Today, the majority of entrepreneurs are bootstrapping their companies. One recent report found that of the 202 million working-age adults in the United States, 27 percent are either running a business they own and manage or starting such a business. Of these, 33.1 million are in the entrepreneurial phase (starting or running a business for less than three and a half years). Now consider that venture capital is used by only 0.5 percent of those 33.1 million entrepreneurs for startup capital.

Growing a business using a self-sustaining approach requires a strong vision for the company, supported by a focus on several key areas. These include developing a sustainable business model, prioritizing customer acquisition and retention, building transparency into the company's DNA, and strategically expanding the company's footprint and offerings.
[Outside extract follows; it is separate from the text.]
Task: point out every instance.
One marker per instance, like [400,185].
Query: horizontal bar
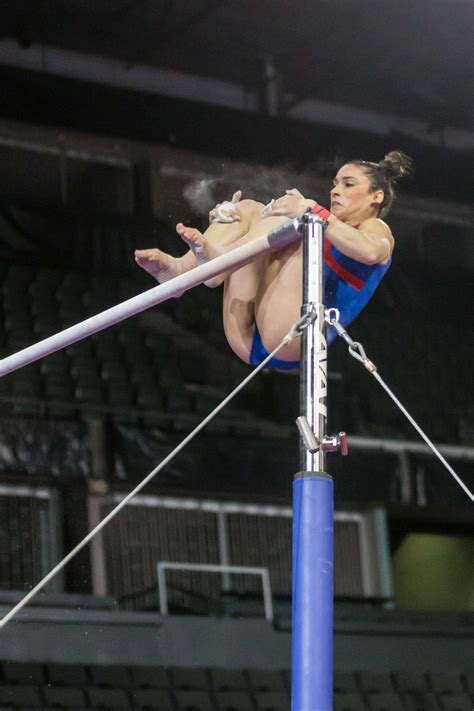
[236,258]
[162,566]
Related: The 7 Elements of a Strong Business Model

1. Acquiring and retaining customers

Instead of chasing after funding to drive growth, bootstrapped companies devote their time and attention to customer acquisition and retention. With no outside investment, it is critical for bootstrapped businesses to build a customer base quickly to generate positive cash flow.

Attracting new customers and boosting loyalty in existing customers can come from listening to what they need and paying attention to their feedback about the company's product or service and using this input to develop offerings that deliver the most value.

GitHub, a web-based hosting service for software development projects, is a prime example of this. The company, which functions as a social network, portfolio space and co-working space, started as a weekend project funded entirely by its three founders. As the project began to take off, programmers began requesting additional features to project their data, and the founders knew it was time to make the project a full-time job. The team began releasing new products tailored to accommodate customer requests and the business skyrocketed to success, currently serving 50 million developers worldwide.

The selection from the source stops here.